Pertanyaan yang Sering Diajukan
Otot apa saja yang dilatih oleh Dumbbell Rear Lunge?
Latihan ini terutama melatih otot glute dan paha depan pada kaki depan, dengan bantuan dari hamstring, adduktor, betis, dan otot inti untuk menstabilkan posisi split stance.
Apakah Dumbbell Rear Lunge sama dengan split squat?
Keduanya sangat berkaitan, tetapi rear lunge dimulai dari posisi berdiri dan melangkah mundur setiap repetisi, sedangkan split squat menjaga kaki tetap tertanam dalam posisi split stance.
Seberapa jauh saya harus melangkah ke belakang?
Melangkahlah ke belakang cukup jauh sehingga tumit depan tetap menapak dan lutut depan dapat menekuk dengan bebas tanpa merasa posisi kaki terlalu sempit.
Di mana posisi dumbbell selama repetisi?
Pegang dumbbell di samping Anda dengan genggaman netral sehingga tergantung tenang di bawah bahu alih-alih bergeser ke depan tubuh.

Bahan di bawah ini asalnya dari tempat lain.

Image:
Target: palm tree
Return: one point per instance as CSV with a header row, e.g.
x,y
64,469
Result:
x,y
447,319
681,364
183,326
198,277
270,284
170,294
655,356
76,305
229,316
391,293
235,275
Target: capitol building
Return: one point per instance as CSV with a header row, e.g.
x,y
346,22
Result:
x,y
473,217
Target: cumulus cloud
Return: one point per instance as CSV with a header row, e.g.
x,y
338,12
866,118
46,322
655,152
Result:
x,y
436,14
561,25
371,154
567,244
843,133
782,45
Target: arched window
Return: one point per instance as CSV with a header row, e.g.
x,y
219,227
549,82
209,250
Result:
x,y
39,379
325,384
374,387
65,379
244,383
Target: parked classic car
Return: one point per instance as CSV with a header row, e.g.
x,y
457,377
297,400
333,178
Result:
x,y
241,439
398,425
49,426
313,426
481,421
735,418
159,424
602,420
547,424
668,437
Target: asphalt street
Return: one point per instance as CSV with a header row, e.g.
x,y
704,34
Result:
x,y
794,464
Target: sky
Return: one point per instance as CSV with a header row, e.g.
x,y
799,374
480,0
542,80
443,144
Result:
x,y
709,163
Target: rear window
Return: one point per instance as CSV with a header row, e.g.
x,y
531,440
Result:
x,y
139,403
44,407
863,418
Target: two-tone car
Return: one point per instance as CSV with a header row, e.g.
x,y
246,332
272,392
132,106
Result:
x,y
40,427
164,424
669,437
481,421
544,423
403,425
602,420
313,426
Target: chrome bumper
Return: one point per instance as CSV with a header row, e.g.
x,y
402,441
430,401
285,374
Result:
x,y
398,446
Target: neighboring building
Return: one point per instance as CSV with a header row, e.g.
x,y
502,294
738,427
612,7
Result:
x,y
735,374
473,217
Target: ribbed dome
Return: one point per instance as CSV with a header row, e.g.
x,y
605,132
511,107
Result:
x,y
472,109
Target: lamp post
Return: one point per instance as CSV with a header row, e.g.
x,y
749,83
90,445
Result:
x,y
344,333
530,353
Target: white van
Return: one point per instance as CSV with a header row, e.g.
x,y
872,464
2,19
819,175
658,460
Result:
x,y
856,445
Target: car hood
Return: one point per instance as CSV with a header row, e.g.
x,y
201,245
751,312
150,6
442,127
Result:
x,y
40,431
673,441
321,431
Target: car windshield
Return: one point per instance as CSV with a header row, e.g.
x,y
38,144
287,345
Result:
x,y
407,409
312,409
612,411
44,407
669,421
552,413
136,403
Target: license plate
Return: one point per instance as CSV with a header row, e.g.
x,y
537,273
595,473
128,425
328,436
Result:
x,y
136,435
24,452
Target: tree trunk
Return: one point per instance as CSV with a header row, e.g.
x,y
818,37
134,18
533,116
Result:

Seberapa dalam saya harus turun?
Turunkan hingga paha depan mendekati posisi sejajar atau ke posisi terdalam yang dapat Anda kontrol tanpa memantul, kehilangan kontak tumit, atau memutar batang tubuh.
Mengapa lutut depan saya terasa tertekan?
Itu biasanya berarti langkah terlalu pendek, beban terlalu berat, atau lutut menekuk ke dalam alih-alih mengikuti arah jari kaki.
Bisakah pemula melakukan Dumbbell Rear Lunge?
Ya. Mulailah dengan berat badan sendiri atau dumbbell yang sangat ringan dan gunakan titik tumpu di dekatnya sampai pola keseimbangan dan penurunan terasa konsisten.
Bagaimana cara membuat latihan ini lebih fokus pada glute?
Gunakan langkah mundur yang sedikit lebih panjang, jaga kaki depan tetap rata, dan dorong ke atas melalui tumit dan bagian tengah kaki alih-alih mendorong dari kaki belakang.
Apa yang harus saya lakukan jika lutut belakang menyentuh lantai dengan keras?
Perpendek jangkauan sehingga lutut berhenti tepat di atas lantai, lalu bangun kedalaman secara bertahap seiring meningkatnya kontrol.